Berangkat tanggal 18 Agustus 2009 dari Jakarta, saya nginap semalam di Banjarmasin. Keesokan harinya saya lewat jalan darat melahap rute Banjarmasin--Tamiang Layang (ibukota kabupaten Barito Timur)--Buntok (ibukota kabupaten Barito Selatan) dan kemudian berhenti dua hari di Muara Teweh (ibu kota kabupaten Barito Utara). Muara Teweh kotanya terbilang ramai untuk ukuran ibu kota kabupaten di Kalimantan Tengah meskipun kalah dibanding kota lainnya di Kalimantan Tengah yakni Sampit, ibu kota kabupaten Kotawaringin Timur.


Setelah sempat berisitirahat di Muara Teweh, saya kembali fit. Kami melanjutkan perjalanan safari melelahkan ini ke kota Puruk Cahu, kota paling ujung di Kalimantan Tengah yang berbatasan langsung dengan Kalimantan Timur. Dibanding dengan jalan-jalan di Kalimantan Tengah yang sebenarnya dari kemajuan bisnis belum semaju dibanding dengan Kalimantan Selatan, tetapi “aneh” bagian ruas jalan-jalan di Kalimantan Selatan menuju ke Kalimantan Tengah banyak yang rusak (apalagi kalau Anda pergi dari Banjarmasin ke arah Kalimantan Timur dengan rute melalui Batulicin, ibu kota kabupaten Tanah Bumbu dan Tanah Grogot terutama sejak Sungai Danau ruas-ruas jalannya sebagian besar hancur). Sedangkan mulai memasuki provinsi Kalimantan Tengah mayoritas jalan-jalannya relatif bagus. Semua diaspal hotmix seperti umumnya rute penghubung ke kota-kota besar di pulau Jawa. Bahwa masih ada beberapa ruas jalan belum mulus, tetapi memang sedang dalam pengerjaan untuk dimuluskan seperti terlihat dari alat-alat berat yang siap bekerja.

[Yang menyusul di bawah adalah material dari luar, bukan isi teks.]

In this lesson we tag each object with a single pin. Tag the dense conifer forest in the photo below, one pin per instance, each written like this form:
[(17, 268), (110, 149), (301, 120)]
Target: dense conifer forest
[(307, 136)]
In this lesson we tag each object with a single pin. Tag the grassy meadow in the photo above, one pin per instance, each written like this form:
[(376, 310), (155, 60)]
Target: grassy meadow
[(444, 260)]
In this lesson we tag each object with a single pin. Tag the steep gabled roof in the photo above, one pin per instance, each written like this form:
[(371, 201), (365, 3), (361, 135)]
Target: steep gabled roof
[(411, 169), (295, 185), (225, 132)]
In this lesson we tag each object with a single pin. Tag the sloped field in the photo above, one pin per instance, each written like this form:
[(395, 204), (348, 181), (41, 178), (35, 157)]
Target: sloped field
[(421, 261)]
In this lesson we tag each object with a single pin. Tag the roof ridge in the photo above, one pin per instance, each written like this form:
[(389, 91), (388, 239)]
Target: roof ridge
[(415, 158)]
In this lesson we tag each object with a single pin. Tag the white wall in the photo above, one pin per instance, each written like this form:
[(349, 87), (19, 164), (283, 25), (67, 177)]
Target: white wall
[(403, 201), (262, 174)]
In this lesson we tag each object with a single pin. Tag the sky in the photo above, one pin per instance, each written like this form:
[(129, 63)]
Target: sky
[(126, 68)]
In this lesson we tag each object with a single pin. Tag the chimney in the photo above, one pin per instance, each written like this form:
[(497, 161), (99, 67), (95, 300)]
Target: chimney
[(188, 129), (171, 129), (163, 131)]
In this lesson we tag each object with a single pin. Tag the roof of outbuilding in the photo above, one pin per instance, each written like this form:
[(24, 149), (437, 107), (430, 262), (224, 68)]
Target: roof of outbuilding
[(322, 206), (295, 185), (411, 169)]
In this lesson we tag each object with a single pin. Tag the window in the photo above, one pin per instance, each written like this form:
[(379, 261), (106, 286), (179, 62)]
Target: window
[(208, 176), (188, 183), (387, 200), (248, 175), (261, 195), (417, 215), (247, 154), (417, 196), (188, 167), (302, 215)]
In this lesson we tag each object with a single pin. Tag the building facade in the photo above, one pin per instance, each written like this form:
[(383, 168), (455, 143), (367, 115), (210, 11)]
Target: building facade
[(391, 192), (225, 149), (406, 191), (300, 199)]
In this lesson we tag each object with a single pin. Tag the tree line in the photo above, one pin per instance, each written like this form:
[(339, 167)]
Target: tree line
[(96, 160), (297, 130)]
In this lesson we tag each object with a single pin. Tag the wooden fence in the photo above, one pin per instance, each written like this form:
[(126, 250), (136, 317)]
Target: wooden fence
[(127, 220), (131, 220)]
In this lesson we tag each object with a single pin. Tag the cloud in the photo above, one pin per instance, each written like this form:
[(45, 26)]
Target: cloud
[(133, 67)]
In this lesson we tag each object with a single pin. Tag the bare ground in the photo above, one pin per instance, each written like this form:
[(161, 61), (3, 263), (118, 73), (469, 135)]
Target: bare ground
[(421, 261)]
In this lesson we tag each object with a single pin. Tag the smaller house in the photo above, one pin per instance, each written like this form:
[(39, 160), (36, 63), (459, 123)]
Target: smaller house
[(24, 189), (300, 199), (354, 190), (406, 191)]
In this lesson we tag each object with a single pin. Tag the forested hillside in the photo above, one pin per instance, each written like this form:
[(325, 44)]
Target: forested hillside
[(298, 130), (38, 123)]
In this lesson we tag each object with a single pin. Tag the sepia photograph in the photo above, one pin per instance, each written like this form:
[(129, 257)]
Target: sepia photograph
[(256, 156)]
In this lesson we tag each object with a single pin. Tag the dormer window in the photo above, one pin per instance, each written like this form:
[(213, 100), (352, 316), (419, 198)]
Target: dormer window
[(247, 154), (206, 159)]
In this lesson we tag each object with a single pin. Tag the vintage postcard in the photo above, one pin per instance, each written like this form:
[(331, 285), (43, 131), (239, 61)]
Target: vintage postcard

Puruk Cahu meskipun ibu kota kabupaten Murung Raya tetapi kotanya kecil saja. Masih kalah dengan kota kecamatan di pulau Jawa. Tetapi kabupaten Murung Raya ini sangat kaya sumberdaya alamnya terutama batubara dengan Gross Calorific Value sangat tinggi yakni rata-rata di atas 8.500 Kcal/kg dengan Standard Method ASTM. Tak mengherankan bila BHP perusahaan tambang raksasa asal Australia memiliki dua PKP2B (Perjanjian Karya Pengusahaan Pertambangan Batubara) dengan luas areal ratusan ribu hektar dan sudah lama mengeksplorasinya disini. Namun entah alasan apa persisnya, mungkin karena resesi berat dunia atau ada problem teknis yang menyangkut handling di lapangan, yang jelas baru-baru ini mereka mengundurkan diri. Sehingga banyak asetnya dilelang dan mengundang banyak peminatnya pula terutama mengincar barang-barang seperti laptop dan komputer personal lainnya serta banyak kendaraan offroad. Saya hanya satu hari saja di Puruk Cahu. Kemudian kendaraan dipacu kencang menuju ke Buntok agar bisa istirahat sebelum memulai puasa Ramadhan pada 22 Agustus 2009.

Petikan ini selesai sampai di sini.